Os negócios de então eram fechados em boletos de papel e tinham de ser preenchidos em três vias. Uma branca para o vendedor, uma amarela para o comprador e a azul, que ficava para a Bolsa. Os boletos tinham o tamanho de um maço de cigarros, que, aliás, era permitido nas rodas, lembra Meira. No final do dia, o boy pegava a oferta e levava à corretora. “Havia mais ou menos umas cem corretoras autorizadas na época.” A liquidação de uma operação podia demorar cinco dias para acontecer.
Waguinho conta que os negócios eram fechados “na confiança”, já que ninguém sabia se possuía saldo financeiro a liquidar, ou se a contraparte iria honrar suas compras. Havia falta de controle e desorganização, e sempre acontecia de algum investidor deixar de honrar com a corretora, que não tinha garantia, e muitas vezes ficava no prejuízo.

“Apesar de tudo, fiquei apaixonado por aquela gritaria, aquele burburinho maluco, onde os operadores vestiam ternos ingleses, sapatos italianos e estacionavam seus carrões no pátio do colégio, em frente à bolsa de valores. Era um glamour total, inebriante, mexeu comigo inteiramente. Jurei naquele momento que seria um deles a qualquer custo”, lembra-se.

A maior parte dos investidores era composta por pessoas físicas e fundos de investimento. As fundações chegaram como ciclo de automação da Bolsa, na mudança de sede, do Pátio do Colégio para a Álvares Penteado, no centro de São Paulo, diz Sérgio Amaro de Lolio.

Chegam os negócios eletrônicos

Essa mudança ocorreu em 1972, quando a marcação de negócios a giz desapareceu, os boletos foram substituídos por cartões perfurados e os negócios passaram a ser registrados eletronicamente.
Apesar das melhorias, as corretoras ainda se comunicavam com os operadores por apenas um telefone, fixo. A autorização para uso do telefone móvel só veio em 1983. “Muitas pessoas ficaram com problema na coluna por causa disso”, diz Stigliani.

As notícias estrangeiras começaram a chegar mais, e a automação tornou as mesas das corretoras mais atuantes. “O desenvolvimento do sistema operacional deu ênfase às corretoras, e os operadores passaram a funcionar como teleguiados das mesas”, conta Lolio. Na prática, o operador perdeu o poder de decidir os preços das ações, que passaram a ser definidos pela mesa de operações.

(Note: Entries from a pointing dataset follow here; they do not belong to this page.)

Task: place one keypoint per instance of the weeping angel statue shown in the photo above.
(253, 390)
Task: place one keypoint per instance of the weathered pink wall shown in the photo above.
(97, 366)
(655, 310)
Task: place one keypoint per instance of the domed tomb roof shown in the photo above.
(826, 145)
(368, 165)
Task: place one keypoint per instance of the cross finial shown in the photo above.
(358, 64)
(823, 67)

Eles também abandonaram as bengalas e os chapéus, mas mantiveram o costume de comprar sapatos na argentina e mandar fazer ternos na Itália. “Era um negócio tradicional. A maioria deles vinha de famílias quatrocentonas”, afirma Luiz Antonio Vaz das Neves, hoje sócio da KNA Consultores. Muitas vezes, as “obras de arte” encomendadas na Europa voltavam para casa com furos de cigarro, riscos de caneta ou botões faltando, em razão do empurra-empurra dos momentos mais tensos do pregão.

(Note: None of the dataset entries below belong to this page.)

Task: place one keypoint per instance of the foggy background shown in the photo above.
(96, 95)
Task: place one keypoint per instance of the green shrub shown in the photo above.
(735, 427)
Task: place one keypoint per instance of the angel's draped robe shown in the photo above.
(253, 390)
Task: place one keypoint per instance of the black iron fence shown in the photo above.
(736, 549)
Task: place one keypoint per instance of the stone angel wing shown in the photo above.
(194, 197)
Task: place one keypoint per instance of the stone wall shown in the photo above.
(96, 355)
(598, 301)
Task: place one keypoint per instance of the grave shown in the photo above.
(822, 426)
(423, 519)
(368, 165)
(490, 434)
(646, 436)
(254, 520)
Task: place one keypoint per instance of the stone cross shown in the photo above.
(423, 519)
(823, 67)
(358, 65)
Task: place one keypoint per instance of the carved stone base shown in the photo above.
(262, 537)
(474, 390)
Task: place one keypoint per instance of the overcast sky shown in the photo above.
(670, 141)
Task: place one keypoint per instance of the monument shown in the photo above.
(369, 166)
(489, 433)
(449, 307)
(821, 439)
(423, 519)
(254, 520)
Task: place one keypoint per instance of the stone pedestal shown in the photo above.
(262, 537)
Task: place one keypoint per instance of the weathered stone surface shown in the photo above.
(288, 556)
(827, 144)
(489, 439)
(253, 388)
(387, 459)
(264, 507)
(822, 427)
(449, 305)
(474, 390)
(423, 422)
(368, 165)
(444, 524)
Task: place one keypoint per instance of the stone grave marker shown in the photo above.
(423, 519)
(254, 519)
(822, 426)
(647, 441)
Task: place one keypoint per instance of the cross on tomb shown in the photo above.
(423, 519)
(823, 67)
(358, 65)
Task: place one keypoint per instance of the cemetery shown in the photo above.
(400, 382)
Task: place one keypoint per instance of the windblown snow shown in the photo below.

Rua 15 de novembro, última casa

As aglomerações nas rodas de negociações continuaram até a década de 1990, quando a Bolsa se mudou para o último endereço com pregão viva-voz, na Rua 15 de Novembro. Foi a época da entrada dos investidores estrangeiros, quando Fernando Collor, então presidente, tomou medidas para abrir a economia brasileira.

Apesar do aumento no número de negócios, a máquina venceu o homem na negociação de ações no Brasil. Cada vez mais poderosas, as mesas – de onde Jamile agora fecha seus negócios – tomaram para si os negócios, e o pregão com operadores terminou – de maneira melancólica – em 2005.